[Back to my homepage]

Reinforcement Learning with Physical Robots

During my stay in Denmark in 2002 and 2003 I was involved in a project with reinforcement learning (besides doing my graduation project on robot localization and Kalman filters). I did this project with Stine Søndergaard, Katrine Hommelhoff Jensen, and Anders Christian Kølle. The goal of the project was to explore and apply reinforcement learning techniques to practical robots. This page gives a non-technical impression of what the project was about.

Project Goal

The goal of the project was to look at reinforcement learning methods and apply them in practice to physical robots. We choose the maze problem as problem to be solved by reinforcement learning. In the maze problem a robot is situated in a to the robot unknown environment. The environment may be filled with obstacles. The goal of the robot is to find its way through the environment to some goal location; however, it does not in advance know this location. By trial and error it has to find out how to get to the goal location, building up experience about the environment. Over time the robot has to get more and more familiar with driving around in the environment, leading to it finding the goal location quicker and quicker.


For the project we used so-called Eyebots. At the time of the project three Eyebots lived in the robolab. Each of the robots is equipped with a camera, three (infra red) distance sensors, two wheels, a kicker to push something away, and a radio communication module. For the purpose of our project we created several hats that one of the robots (the middle one in the picture) could wear in order to determine its location in the environment more easily. See also a little movie, and another one.

Besides the robots the robolab contains a camera overlooking a specific region in the robolab of about 1m x 1.5m. This camera is connected to a computer, which also has a radio communication module to communicate with the robots.

We used white flamingos to create a closed environment with obstacles in it in the region under the top camera. The camera monitored the environment constantly, while the computer analyzed the resulting images.

In order to perform reinforcement learning a robot driving through the environment has to know its location. Due to inaccuracies in the driving of robots it is not a trivial task to obtain an accurate location estimate. One way to do deal with this is by using Kalman filters as I describe in my Master's thesis. In this project however we assume that a robot has access to its location through some sort of GPS system. We used the hat with lights that we specifically designed for tracking the robot through the images made by the top camera, analyzed by the computer. Once the computer had detected a robot it used the radio communication to communicate this location with the robot.


For easy monitoring of the activities of the robot while driving through the maze and for dealing with the GPS system we developed software running on the PC. The figure shows the area being monitored by the top camera. The software shows (in real-time) the image given by the camera and plots the trajectory driven by the robot on top of that. Furthermore, the software discretizes the space of locations into squares, to reduce computational complexity of the learning. The location of a robot now simply is the square in which it is located. This location is used as GPS signal, sent over the radio communication link.

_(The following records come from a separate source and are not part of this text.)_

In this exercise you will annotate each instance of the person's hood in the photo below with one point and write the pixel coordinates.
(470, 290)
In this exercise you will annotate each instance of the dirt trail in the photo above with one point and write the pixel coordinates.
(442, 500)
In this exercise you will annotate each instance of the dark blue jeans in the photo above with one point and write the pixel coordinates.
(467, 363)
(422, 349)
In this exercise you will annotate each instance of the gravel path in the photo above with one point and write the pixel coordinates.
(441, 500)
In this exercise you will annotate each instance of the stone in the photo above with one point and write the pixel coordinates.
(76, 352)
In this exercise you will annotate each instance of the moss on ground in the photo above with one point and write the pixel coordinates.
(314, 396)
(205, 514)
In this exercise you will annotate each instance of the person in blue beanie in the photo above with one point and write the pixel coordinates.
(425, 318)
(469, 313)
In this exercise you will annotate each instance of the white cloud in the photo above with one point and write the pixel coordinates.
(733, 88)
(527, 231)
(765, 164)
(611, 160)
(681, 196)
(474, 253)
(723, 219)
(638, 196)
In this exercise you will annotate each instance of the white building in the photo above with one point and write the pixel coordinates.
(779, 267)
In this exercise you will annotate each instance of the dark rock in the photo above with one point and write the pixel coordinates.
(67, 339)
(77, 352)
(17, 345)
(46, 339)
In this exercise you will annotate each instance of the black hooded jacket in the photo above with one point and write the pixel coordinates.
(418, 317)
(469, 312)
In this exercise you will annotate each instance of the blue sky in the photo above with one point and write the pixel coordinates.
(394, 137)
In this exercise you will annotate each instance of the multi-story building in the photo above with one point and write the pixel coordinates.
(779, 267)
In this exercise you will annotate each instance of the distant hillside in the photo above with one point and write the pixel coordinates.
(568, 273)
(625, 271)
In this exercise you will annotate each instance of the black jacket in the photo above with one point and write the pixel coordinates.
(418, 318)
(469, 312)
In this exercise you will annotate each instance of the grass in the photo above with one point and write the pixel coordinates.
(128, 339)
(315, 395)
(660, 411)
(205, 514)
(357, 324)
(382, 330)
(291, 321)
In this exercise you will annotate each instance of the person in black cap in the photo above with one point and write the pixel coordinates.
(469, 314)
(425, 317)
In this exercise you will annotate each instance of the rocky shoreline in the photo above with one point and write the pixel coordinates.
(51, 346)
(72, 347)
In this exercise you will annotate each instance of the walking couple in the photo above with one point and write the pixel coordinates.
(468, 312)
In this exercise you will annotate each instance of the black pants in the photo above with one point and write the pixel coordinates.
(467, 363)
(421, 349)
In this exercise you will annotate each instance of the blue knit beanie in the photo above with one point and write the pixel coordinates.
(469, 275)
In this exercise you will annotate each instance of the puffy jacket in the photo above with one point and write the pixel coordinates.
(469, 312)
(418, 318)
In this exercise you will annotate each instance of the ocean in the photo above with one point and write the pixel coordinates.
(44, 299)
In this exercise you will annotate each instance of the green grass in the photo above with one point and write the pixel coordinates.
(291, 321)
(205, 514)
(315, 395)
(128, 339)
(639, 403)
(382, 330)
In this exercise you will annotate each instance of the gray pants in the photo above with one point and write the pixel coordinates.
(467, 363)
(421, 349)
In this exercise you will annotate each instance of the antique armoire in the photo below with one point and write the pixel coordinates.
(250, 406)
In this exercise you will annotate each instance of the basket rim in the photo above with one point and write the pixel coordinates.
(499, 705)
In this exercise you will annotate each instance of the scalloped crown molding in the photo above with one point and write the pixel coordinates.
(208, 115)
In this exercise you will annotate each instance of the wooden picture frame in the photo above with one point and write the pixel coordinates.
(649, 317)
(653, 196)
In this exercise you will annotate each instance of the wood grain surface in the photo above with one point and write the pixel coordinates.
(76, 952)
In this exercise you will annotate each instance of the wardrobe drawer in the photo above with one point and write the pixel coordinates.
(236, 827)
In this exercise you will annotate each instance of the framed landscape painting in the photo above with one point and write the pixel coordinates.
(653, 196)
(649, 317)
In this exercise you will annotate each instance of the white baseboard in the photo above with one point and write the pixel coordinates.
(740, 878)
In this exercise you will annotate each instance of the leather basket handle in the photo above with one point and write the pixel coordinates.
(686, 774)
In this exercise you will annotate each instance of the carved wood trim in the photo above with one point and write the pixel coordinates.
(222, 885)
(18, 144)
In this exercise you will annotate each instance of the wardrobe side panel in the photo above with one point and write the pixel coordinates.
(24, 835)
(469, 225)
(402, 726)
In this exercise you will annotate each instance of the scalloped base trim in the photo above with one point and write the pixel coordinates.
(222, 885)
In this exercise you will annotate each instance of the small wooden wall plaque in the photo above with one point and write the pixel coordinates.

Besides monitoring the activities of the robot and providing it with location information, the software can also download the experience built up by the robot. This experience is stored in the form of a Q-table. The software can detect the location squares in which there is an obstacle in the environment.

With this information and the experience from the robot, the software may perform several learning iterations. This speeds up learning significantly compared to learning in the real environment alone. After a number of learning iterations the Q-table may be uploaded back to the robot, after which it continues driving with the newly gained experience.

We also developed software in C to run on the robot. Through the LCD screen we could obtain some information about the activities of the robot, in particular the choice of actions, its location, and gained experiences.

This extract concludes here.